The Virgin of the Chair1624 - 1625. Oil on canvas, 213.8 x 137.5 cm.
Sitting on a sumptuous chair, the Virgin tenderly contemplates the nude Christ child, whose expression is pensive and informal. Above them, two cherubs crown Mary. Michelangelo’s sculpture, the Madonna of Bruges has been mentioned as a possible influence, as both combine a carefree Christ child with a solemn mother.
After Bolognese classicism went out of fashion in the second half of the 19th century, this work was looked upon with some scorn. Pérez Sánchez, for example, who knew the Museo del Prado’s collection of Italian painting very well, affirmed: Today, it is not so esteemed and it can be seen as a lesser, second-rate work that may well have been painted largely by the artist’s workshop. In 1980, a restoration required by this painting’s delicate state of conservation removed the old repainting that had hidden its quality, leading to a radical change of opinion.
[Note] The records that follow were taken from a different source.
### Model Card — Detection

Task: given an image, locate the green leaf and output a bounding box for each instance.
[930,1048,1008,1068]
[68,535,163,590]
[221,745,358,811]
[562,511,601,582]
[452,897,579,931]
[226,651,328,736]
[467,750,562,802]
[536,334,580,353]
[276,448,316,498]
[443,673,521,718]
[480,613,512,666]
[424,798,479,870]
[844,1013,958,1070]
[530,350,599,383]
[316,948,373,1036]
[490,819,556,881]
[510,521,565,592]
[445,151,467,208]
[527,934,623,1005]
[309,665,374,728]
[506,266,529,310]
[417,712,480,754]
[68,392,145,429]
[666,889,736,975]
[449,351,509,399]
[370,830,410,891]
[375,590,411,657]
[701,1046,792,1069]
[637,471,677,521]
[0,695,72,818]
Since then, no one has doubted its authorship and it is again considered a work by Reni.
Guido Reni trained at the studio of Denys Calvaert and later, in 1594, he entered the Accademia founded in Bologna by the Carracci, studying there for four years. In 1601 he settled in Rome, where he painted for outstanding patrons, including the Borghese family. He maintained contact with painters from the Carracci’s circle, including Domenichino and Albani. His rebellious character and his failure to meet his deadlines for certain works, as well as numerous gambling debts, led to quarrels with some of his clients, including the pope. He developed a pictorial style influenced by classical sculpture and by Raphael, with severe forms and vibrant colors. Particularly striking are his female religious figures, who turn their eyes imploringly toward heaven and were later copied by innumerable artists. His final works are characterized by monochromatic tonalities and unfinished forms.
There is no concrete information about when Madonna with a Chair entered Spain’s Royal Collection, but it was already there during the reign of Philip IV, who sent it to decorate the monastery at El Escorial. It appeared in the Prior’s meeting hall there in 1660 and was seen and praised by Hieronymite monk Francisco de los Santos in 1667. In 1772, it is also mentioned by Antonio Ponz, author of a Spanish travelogue with significant information about art. In 1837, it was moved to the Museo del Prado from the Royal Palace in Madrid, where it had been since at least 1811 (Text drawn from Úbeda de los Cobos, A.: El Prado en el Ermitage, Museo Nacional del Prado, 2011, pp. 100-101).